Klin Padiatr 2011; 223 - P064
DOI: 10.1055/s-0031-1273865

Bild eines X-chromosomalen Alport-Syndroms bei einem heterozygoten Mädchen durch ungleiche X-Inaktivierung

K Straßer 1, AK Büscher 1, J Höfele 2, AM Wingen 1, R Büscher 1, U Vester 1, PF Hoyer 1, S Weber 1
  • 1Zentrum für Kinder- und Jugendmedizin, Universitätsklinikum Essen, Essen
  • 2Zentrum für Humangenetik und Laboratoriumsmedizin Dr. Klein und Dr. Rost, Martinsried

Einleitung: Das Alport-Syndrom (AS) ist eine hereditäre Nephropathie mit progredienter Niereninsuffizienz, sensoneuronalem Hörverlust und typischen Augenveränderungen [1]. Mutationen in kodierenden Genen für Kollagen IV (COL4A3/4=autosomal; COL4A5=X-chromosomal)–ein Hauptbestandteil der Basalmembran in Niere, Innenohr und Auge–sind krankheitsverursachend [2].
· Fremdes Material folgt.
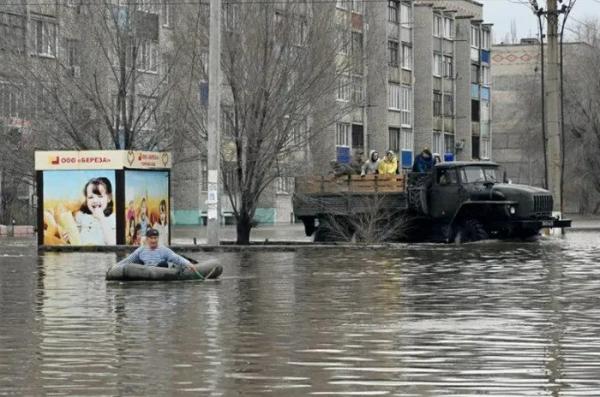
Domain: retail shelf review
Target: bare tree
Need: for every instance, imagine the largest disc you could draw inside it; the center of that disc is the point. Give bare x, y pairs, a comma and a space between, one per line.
281, 67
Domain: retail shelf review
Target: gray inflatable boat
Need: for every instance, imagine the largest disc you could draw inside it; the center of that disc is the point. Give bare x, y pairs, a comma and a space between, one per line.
136, 272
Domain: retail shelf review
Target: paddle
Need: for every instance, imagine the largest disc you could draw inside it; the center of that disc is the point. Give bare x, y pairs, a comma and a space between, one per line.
195, 262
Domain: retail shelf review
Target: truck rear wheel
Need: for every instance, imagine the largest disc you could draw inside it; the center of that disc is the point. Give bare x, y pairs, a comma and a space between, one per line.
470, 230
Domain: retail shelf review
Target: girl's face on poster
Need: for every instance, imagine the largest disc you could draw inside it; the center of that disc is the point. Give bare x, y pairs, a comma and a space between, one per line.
97, 202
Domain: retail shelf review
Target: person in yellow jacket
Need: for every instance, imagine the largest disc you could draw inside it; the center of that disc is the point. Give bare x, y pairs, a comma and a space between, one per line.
389, 164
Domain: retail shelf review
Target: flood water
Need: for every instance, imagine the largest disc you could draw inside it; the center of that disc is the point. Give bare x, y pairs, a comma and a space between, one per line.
420, 320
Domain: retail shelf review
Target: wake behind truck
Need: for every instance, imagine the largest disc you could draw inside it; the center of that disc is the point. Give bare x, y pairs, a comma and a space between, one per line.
456, 202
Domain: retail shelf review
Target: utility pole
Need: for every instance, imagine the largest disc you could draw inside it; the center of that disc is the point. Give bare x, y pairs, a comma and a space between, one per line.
214, 121
553, 107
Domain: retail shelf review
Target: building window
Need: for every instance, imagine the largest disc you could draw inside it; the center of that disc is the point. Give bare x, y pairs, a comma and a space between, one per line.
437, 104
437, 26
448, 143
357, 90
147, 59
437, 65
358, 136
394, 97
448, 69
167, 13
12, 31
344, 91
474, 110
485, 44
393, 53
285, 185
343, 134
475, 74
393, 11
475, 37
343, 4
44, 37
72, 53
405, 14
438, 146
485, 75
394, 142
448, 28
204, 176
405, 116
448, 105
407, 140
357, 52
406, 57
11, 100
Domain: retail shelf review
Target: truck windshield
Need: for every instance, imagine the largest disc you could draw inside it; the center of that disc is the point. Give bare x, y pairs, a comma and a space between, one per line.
474, 174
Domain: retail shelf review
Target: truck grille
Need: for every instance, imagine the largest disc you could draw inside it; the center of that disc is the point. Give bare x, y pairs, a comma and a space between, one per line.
542, 203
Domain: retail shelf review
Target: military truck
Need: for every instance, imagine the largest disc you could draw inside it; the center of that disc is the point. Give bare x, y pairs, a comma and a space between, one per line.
456, 202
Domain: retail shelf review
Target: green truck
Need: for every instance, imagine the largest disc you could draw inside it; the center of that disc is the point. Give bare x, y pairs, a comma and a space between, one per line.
456, 202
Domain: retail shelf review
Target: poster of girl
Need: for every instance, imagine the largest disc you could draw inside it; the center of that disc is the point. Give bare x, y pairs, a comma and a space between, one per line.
79, 208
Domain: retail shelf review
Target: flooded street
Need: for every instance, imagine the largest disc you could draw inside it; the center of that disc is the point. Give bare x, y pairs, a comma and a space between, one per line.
418, 320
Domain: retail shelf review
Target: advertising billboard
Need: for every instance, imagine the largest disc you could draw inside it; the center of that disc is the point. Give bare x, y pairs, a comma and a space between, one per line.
79, 207
146, 205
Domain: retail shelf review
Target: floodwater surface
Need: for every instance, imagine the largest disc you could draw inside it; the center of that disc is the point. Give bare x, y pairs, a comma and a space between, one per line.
416, 320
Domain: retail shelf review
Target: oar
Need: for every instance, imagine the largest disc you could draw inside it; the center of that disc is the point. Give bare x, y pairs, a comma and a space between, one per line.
195, 262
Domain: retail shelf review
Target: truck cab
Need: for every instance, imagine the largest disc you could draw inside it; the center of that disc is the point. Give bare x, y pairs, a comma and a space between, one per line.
471, 202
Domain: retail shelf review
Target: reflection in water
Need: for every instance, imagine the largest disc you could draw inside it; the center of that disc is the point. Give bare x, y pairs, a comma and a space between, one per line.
421, 320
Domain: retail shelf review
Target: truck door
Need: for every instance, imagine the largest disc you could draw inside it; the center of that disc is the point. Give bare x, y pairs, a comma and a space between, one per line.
444, 197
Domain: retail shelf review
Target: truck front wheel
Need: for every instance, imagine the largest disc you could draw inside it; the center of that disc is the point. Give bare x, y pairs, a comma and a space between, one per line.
470, 230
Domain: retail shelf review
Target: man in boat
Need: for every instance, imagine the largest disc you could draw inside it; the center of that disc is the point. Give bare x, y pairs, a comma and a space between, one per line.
153, 254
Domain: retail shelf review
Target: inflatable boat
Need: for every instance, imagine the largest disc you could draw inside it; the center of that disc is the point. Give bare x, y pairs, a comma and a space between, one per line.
136, 272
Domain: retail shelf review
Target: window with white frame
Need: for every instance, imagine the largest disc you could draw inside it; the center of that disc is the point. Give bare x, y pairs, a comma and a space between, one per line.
437, 65
394, 139
12, 31
343, 135
204, 175
148, 56
448, 28
437, 26
448, 69
485, 75
405, 14
167, 13
405, 116
393, 53
406, 57
475, 39
357, 89
344, 89
485, 36
285, 185
407, 139
394, 11
485, 149
343, 4
43, 33
438, 143
394, 96
11, 100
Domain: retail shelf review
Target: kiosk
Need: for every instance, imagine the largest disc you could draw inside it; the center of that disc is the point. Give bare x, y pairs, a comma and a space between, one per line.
107, 197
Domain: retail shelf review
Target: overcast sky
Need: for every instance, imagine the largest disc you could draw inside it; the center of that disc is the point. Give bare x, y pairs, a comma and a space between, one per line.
502, 12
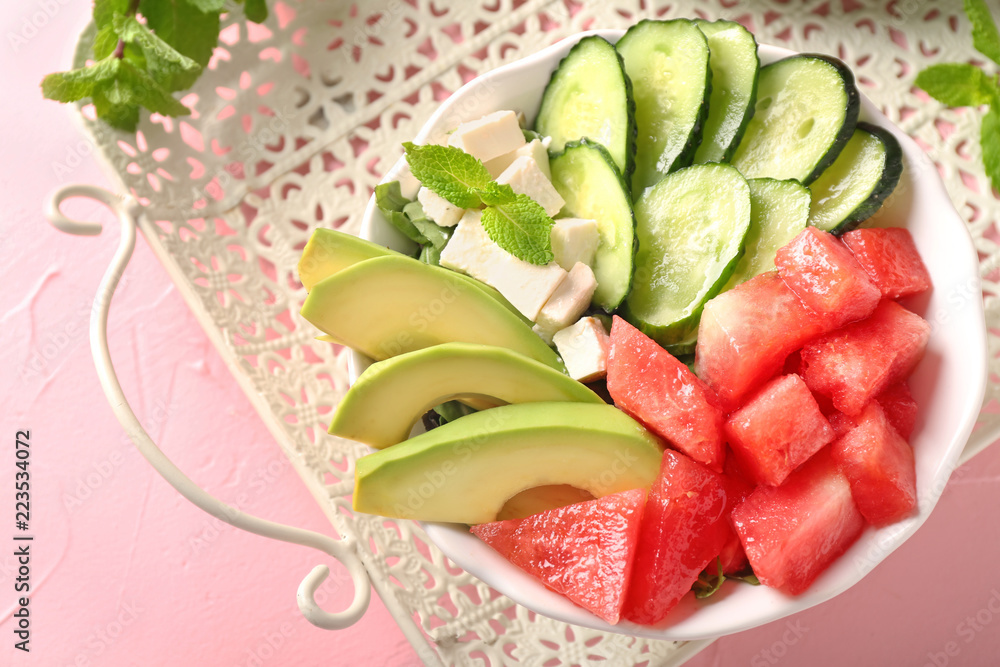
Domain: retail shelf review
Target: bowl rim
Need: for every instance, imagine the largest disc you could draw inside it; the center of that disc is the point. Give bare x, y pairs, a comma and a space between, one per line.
476, 558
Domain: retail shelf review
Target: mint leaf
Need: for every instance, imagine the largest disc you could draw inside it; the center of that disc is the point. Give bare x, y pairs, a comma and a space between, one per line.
522, 228
989, 139
256, 10
496, 194
78, 83
985, 37
958, 85
106, 10
449, 172
162, 60
391, 202
189, 30
709, 581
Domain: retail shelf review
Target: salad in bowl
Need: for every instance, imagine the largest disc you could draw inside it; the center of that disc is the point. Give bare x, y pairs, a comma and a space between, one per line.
658, 331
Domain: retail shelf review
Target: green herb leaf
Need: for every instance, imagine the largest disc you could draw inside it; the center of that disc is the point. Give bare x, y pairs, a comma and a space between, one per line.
496, 194
989, 139
162, 60
449, 172
522, 228
106, 10
256, 10
985, 37
709, 581
78, 83
958, 85
185, 27
391, 202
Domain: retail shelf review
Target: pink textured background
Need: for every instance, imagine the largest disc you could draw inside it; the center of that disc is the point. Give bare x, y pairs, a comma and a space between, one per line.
125, 572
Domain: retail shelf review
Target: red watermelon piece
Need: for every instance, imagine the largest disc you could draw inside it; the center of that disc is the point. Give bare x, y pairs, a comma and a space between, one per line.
891, 258
732, 557
683, 528
856, 363
791, 533
824, 274
583, 551
900, 408
747, 332
879, 465
651, 385
777, 430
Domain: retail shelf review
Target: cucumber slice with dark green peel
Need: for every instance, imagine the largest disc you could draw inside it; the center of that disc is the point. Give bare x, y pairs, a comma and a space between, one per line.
735, 67
807, 109
590, 96
668, 64
691, 228
587, 179
854, 187
779, 210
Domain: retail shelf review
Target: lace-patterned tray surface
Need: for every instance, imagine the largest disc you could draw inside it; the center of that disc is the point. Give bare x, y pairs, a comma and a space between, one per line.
295, 122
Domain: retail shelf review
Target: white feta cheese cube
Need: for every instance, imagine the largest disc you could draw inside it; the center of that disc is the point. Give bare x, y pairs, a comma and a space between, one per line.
584, 349
569, 301
525, 177
534, 149
489, 137
471, 251
439, 209
575, 240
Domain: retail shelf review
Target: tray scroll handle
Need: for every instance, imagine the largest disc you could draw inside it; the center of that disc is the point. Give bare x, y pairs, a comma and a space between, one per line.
127, 209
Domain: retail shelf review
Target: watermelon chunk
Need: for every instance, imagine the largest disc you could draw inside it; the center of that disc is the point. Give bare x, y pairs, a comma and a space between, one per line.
900, 408
583, 551
824, 274
855, 364
746, 333
891, 258
683, 528
879, 465
732, 557
792, 532
777, 430
652, 386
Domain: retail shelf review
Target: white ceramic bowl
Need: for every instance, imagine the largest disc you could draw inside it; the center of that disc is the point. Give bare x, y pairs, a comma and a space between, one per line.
948, 385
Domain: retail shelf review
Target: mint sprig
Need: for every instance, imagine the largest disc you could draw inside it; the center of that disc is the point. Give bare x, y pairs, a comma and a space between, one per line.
141, 63
515, 222
965, 85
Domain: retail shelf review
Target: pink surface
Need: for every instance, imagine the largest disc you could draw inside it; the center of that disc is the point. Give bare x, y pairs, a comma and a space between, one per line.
126, 572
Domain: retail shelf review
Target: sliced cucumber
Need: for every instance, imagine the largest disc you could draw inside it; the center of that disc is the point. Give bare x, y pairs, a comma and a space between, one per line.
691, 228
854, 187
590, 96
779, 210
667, 62
735, 67
807, 108
587, 178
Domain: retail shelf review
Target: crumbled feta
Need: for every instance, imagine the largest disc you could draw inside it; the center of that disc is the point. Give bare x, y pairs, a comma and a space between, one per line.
534, 149
525, 177
574, 240
439, 209
489, 137
569, 301
471, 251
584, 349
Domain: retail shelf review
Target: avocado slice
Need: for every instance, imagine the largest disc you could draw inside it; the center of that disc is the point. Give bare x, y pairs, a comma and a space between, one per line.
465, 471
386, 306
329, 251
411, 384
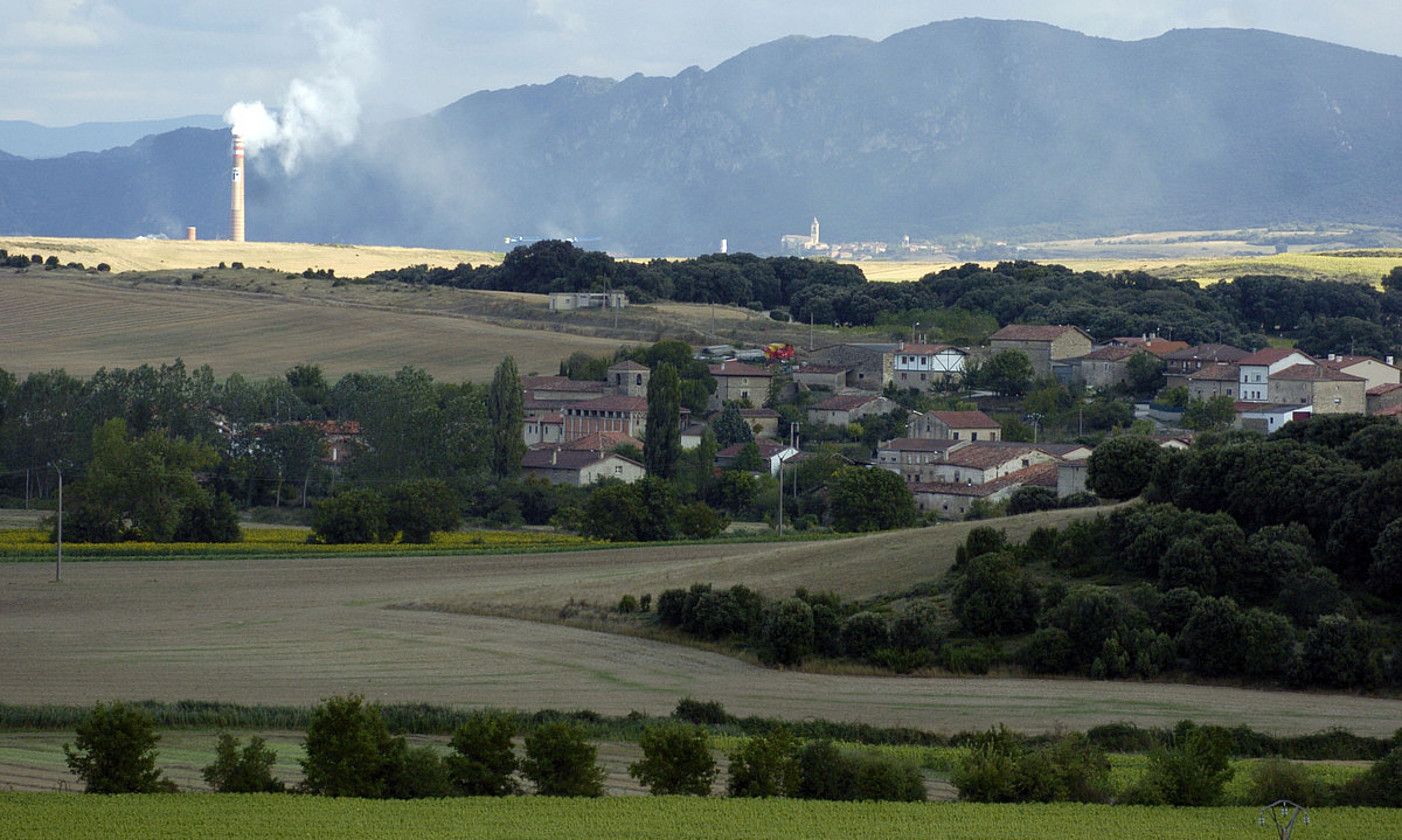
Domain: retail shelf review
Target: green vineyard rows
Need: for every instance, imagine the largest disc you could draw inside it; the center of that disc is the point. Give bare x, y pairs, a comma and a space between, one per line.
67, 816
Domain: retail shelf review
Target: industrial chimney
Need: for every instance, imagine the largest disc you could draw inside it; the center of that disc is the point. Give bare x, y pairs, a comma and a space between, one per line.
236, 201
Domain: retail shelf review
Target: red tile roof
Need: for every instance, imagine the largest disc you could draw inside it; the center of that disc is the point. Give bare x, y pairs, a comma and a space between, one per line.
602, 442
767, 449
614, 403
1032, 333
1268, 356
846, 401
1314, 373
561, 383
1038, 474
1343, 361
924, 349
738, 369
921, 445
965, 420
976, 456
553, 457
1209, 352
1112, 354
1217, 372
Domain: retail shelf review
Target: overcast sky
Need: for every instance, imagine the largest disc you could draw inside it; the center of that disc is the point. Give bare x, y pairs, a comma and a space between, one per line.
73, 61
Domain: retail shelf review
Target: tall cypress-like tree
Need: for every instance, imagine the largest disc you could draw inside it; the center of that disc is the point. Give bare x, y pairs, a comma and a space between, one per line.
663, 441
506, 411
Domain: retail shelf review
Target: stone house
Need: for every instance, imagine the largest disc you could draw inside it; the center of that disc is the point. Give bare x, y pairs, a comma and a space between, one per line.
954, 425
1105, 368
926, 366
907, 456
606, 414
869, 366
1322, 387
1374, 372
1196, 358
1255, 370
736, 382
579, 467
1042, 344
846, 408
832, 377
980, 463
1214, 380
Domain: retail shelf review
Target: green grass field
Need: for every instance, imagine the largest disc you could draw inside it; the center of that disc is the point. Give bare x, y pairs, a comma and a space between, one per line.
41, 816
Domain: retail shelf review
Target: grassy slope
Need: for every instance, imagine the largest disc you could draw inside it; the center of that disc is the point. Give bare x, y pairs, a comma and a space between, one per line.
348, 261
295, 631
73, 818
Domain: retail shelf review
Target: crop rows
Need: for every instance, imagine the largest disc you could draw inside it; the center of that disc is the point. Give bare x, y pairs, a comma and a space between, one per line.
39, 816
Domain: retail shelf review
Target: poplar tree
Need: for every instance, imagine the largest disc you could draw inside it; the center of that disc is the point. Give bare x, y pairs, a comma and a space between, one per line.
662, 448
506, 411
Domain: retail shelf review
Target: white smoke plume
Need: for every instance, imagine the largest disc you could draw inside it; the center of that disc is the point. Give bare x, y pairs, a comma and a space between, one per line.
323, 111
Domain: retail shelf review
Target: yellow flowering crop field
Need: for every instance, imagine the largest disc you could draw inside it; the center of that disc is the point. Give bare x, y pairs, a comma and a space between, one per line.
72, 816
282, 542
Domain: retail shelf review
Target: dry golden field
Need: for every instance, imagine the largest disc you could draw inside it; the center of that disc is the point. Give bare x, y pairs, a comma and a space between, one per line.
282, 631
87, 321
348, 261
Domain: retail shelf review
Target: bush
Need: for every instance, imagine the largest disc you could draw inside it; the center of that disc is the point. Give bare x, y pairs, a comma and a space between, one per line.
707, 713
1280, 778
243, 771
698, 522
766, 766
348, 749
1193, 770
788, 631
415, 773
885, 778
209, 519
114, 752
482, 763
415, 509
352, 516
917, 628
1380, 787
1120, 467
825, 773
1047, 651
864, 634
994, 596
676, 759
560, 762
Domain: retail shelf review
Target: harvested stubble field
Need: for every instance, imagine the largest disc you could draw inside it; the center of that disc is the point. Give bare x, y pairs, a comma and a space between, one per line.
82, 323
348, 261
292, 631
41, 816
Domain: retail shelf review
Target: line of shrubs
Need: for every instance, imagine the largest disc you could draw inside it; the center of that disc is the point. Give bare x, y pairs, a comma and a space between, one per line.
1331, 745
1192, 769
791, 630
351, 752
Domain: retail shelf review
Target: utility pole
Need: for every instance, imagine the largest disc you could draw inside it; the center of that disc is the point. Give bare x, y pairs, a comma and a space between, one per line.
58, 563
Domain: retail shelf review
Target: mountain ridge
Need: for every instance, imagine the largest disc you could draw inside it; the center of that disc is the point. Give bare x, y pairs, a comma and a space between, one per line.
951, 128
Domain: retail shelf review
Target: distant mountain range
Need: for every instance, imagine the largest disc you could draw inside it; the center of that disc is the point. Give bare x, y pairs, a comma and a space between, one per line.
962, 126
30, 139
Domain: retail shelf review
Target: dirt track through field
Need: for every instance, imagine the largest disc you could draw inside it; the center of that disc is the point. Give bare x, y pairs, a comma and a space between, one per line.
295, 631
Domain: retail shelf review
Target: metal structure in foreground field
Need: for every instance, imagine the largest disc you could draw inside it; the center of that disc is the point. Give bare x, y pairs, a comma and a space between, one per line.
1284, 815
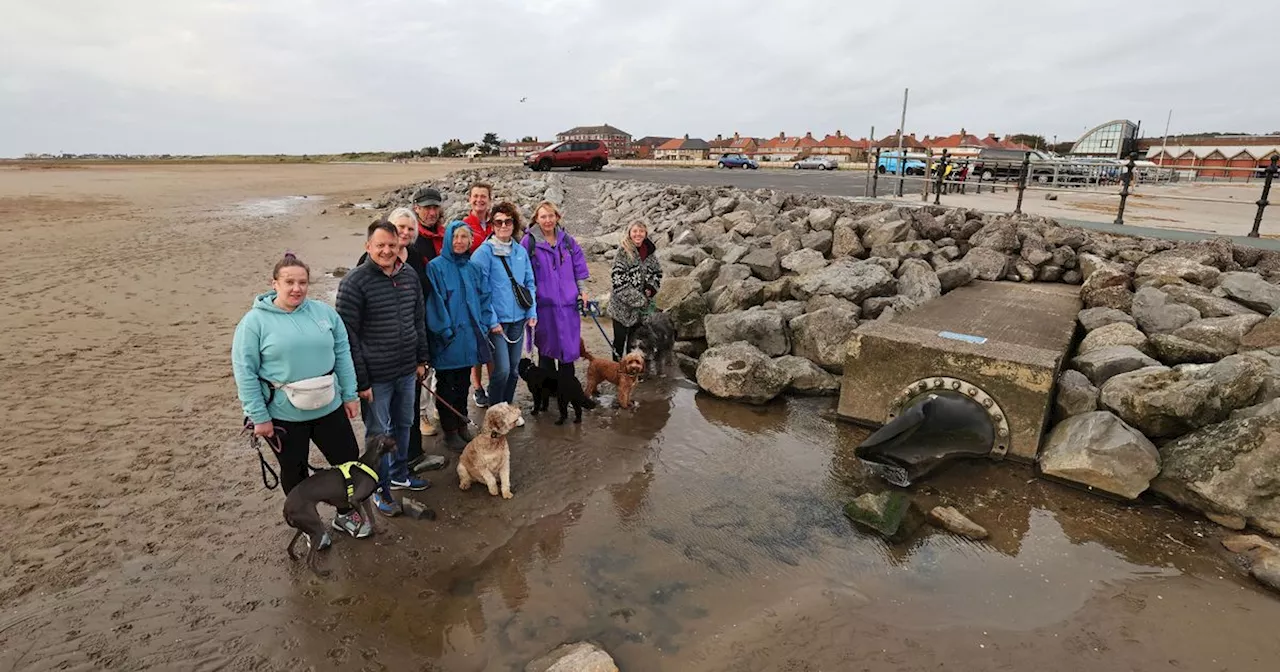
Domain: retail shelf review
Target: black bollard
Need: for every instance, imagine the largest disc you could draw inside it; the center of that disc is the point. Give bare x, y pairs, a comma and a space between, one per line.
1022, 182
1262, 201
1124, 187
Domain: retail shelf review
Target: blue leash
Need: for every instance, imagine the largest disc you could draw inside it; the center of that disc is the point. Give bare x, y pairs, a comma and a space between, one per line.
593, 309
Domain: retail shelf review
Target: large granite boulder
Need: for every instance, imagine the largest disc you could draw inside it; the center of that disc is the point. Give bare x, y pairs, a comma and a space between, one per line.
1157, 314
1166, 402
739, 296
1101, 451
1203, 301
675, 291
1107, 287
804, 261
823, 334
576, 657
822, 219
685, 255
1102, 364
728, 275
807, 378
917, 282
1223, 334
1251, 291
854, 280
1093, 319
740, 371
1164, 266
887, 232
689, 316
1229, 467
1174, 350
760, 328
1074, 396
846, 243
817, 240
1112, 334
763, 263
705, 273
955, 274
1264, 334
987, 264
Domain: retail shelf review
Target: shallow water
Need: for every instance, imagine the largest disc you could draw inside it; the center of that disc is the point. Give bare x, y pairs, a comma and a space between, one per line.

Fallbericht: Wir berichten über ein sechsjähriges Mädchen mit der klinischen Präsentation eines AS und nachweisbarer Mutation im COL4A5-Gen. Sie fiel postpartal durch eine Innenohrschwerhörigkeit sowie im Alter von 2 Jahren durch eine Mikrohämaturie und Proteinurie (670mg/m2KOF/24h) auf, eine Nierenfunktionseinschränkung wurde bisher nicht festgestellt. Die lichtmikroskopische Untersuchung der Nierenbiopsie erbrachte einen unauffälligen Befund, elektronenmikroskopisch zeigte sich eine unregelmäßige Struktur der glomerulären Basalmembran mit Ausdünnung, Verdickung sowie Aufsplitterung der Lamina densa. Der Vater ist terminal niereninsuffizient und hat eine Innenohrschwerhörigkeit sowie Makulaveränderungen. Die Mutter und Großeltern mütterlicherseits weisen eine Innenohrschwerhörigkeit auf. Bei der Großmutter sowie zwei Tanten väterlicherseits ist eine Makrohämaturie nachweisbar. Molekulargenetisch präsentierte sich bei der Patientin eine heterozygote p.Gly869Arg-Mutation in Exon 31 des COL4A5-Gens.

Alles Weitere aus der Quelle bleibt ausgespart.